Wednesday, 1 May 2019

Bluebells Blossom & Beltain

I once before wrote a post here called Blossom, Beltain and a beautiful game. That was quite a while ago and then Saint's were moving from the Championship into the Premiership. Since that time they have just about stayed up.
The Bluebells are looking magnificent this year and it's well worth taking a lovely, long walk through a local wood, simply for the pleasure of gazing on this wonder.
I have spotted early Elderflowers, waving their blousy, citrus blooms to herald the onset of Summer. Yes, that's right, the warm season will soon be upon us and I'm already wearing my shorts in preparation.
Plums are gradually fattening on the branches, Hawthorn is flowering in the hedgerows and everything is growing like crazy.
This year, as normal, I will be visiting Butser Ancient Hill Farm, with the children for Beltain.

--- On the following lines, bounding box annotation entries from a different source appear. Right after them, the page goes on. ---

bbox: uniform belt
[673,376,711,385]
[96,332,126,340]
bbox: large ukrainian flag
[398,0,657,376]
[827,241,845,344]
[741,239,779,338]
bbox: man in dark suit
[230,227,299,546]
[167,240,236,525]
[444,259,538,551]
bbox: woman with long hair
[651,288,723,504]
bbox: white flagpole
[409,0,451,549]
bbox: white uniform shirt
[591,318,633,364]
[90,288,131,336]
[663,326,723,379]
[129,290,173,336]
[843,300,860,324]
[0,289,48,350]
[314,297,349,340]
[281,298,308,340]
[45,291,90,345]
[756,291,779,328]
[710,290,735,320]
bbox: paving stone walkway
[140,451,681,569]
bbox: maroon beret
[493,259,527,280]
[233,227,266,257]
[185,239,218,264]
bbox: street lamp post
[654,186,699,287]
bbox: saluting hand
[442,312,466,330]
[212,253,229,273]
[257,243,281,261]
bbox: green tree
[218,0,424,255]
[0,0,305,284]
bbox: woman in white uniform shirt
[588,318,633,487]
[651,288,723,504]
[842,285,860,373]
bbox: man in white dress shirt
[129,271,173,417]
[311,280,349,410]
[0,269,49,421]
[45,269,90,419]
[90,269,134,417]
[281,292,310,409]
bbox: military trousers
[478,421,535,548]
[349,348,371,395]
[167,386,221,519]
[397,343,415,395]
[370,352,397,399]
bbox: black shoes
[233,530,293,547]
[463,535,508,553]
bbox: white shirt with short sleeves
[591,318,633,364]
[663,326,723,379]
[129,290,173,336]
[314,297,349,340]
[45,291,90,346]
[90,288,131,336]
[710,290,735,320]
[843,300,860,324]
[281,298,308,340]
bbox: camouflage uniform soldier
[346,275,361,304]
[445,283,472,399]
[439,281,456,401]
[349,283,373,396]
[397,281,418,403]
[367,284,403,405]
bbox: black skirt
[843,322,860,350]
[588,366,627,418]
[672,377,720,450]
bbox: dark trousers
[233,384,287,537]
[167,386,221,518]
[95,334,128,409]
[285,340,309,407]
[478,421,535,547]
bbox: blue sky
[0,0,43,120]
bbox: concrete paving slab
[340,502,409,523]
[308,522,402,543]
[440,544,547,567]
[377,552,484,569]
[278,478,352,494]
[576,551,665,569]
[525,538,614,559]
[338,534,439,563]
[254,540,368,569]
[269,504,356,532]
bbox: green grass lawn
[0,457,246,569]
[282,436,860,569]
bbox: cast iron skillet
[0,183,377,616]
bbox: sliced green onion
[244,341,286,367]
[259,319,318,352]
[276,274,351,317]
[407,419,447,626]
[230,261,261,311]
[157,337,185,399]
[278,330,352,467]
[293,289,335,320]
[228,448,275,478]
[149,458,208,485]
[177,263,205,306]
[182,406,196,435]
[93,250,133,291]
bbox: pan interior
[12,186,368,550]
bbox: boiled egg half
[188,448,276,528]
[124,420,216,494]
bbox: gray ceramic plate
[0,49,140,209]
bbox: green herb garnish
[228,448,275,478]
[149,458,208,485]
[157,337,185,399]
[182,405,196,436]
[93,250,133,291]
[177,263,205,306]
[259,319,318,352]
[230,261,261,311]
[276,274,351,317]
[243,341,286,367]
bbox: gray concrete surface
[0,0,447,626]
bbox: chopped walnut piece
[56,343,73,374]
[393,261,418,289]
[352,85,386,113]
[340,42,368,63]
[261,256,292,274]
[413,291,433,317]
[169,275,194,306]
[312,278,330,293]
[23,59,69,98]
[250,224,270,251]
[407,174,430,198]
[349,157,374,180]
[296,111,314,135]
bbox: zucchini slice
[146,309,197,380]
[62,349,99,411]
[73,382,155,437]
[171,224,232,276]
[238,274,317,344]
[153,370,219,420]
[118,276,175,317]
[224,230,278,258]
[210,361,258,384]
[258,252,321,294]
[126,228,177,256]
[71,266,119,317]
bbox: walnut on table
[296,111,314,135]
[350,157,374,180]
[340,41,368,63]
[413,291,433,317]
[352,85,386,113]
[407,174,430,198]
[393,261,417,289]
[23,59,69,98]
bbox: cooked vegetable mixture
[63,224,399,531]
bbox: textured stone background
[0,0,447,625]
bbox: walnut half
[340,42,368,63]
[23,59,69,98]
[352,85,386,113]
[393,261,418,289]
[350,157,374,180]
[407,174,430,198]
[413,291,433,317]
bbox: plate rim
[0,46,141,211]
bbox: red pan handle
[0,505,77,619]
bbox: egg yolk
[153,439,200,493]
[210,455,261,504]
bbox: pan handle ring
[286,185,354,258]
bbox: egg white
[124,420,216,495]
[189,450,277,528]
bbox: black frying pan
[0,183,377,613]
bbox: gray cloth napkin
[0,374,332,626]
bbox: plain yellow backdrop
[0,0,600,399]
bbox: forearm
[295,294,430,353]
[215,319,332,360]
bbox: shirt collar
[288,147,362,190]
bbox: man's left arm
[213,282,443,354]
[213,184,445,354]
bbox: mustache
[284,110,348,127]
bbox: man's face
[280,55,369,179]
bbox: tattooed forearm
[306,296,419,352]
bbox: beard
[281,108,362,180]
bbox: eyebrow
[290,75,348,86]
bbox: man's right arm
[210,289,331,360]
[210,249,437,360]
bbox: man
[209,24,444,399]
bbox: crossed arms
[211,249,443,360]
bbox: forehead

The celebration culminates with burning of their truly massive Wicker Man; the kids have been, quite literally, looking forward to it all year.




Friday, 1 March 2019

Spring Blows Hot and Cold

February was playing games. It was frosty, it was foggy and it has also been unseasonably sunny and warm.
We have been out in hats coats and gloves and we have been out in shorts and t-shirts.
Plum Blossom is filling the hedgerows with a white bloom, Blackthorn and Hawthorn will soon follow. 
Meanwhile Daffodils and Crocus are painting the road sides and gardens. Flashes of colour to fill in between the new growth of trees and bushes.
We have been on some lovely walks, including down Hurst Spit and around the Keyhaven nature reserve. 
When the sun has been hot and the tide good, we have been messing about on the river with boats from St. Deny's Boat Club.
 
March looks set to start with a good old fashioned storm. How it will turn out after that, only time will tell, but I hope the prevailing wind stays Southwesterly.

Thursday, 14 February 2019

Signs of Spring

As I ride my bike to work, through the February weather every day, I notice changes, over time, in the roadside foliage. I think about what might be growing there in a few months and I make a mental note to check back on my prospects in the Summer.
Winter & Spring is always a lean time for foragers, especially those of the Urbane persuasion. So to entertain myself during the cold dark periods I like to test out my home made drinks and preserves to see how they are maturing. I was delighted with my Ransom Capers
My Elderberry Wine seems effective at staving off the colds, the Walnuts and Hazelnuts are great for baking or simply nibbling, the Cider and Apple juice is still lovely, and the Grape wine has matured into a perfectly tolerable rose. 
So, to keep you amused during the Winter/Spring months, Dear Reader, here is a fun quiz, to get you thinking about the hedgerows in your own area...
  1. Identify the tree & flower images on this page
  2. Work out if they will deliver anything edible. 
  3. Work out the time of year that you would harvest and produce.
  4. Plan what you could make from the available bounty.



Wednesday, 12 December 2018

Yuletide Traditions

Another Yuletide is looming fast and the stormy weather has been perfectly suitable. We have been busy with all the normal preparations and arrangements. We cut our own Christmas tree from a local quagmire (nursery) and this has been a fun, and inevitably muddy, tradition in our family for years. Then we spent about 2 days in the loft hunting for the lights, which were actually buried, deep in my son's bedroom.
Venus has been shining brightly in the East each morning. I'm far from superstitious, but I'm sure that this will be bringing love into our homes. Although, just in case, we did also pop out and harvest a big carrier bagful of mistletoe, to hang around the house. This also always makes a welcome gift to friend and neighbours.
I have also been siphoning & bottling this season's cider, and I'm pleased to report that it is tasting mighty fine already, and will only improve with time.  We are looking forward to adding some spices and mulling several bottles, to take to parties.
We also have 2 gallons of fine rose wine to bottle, this is the produce of our grape growing escapades this year. Obviously, this needs more time to mature but all the signs are good and I have high hopes for it being drinkable!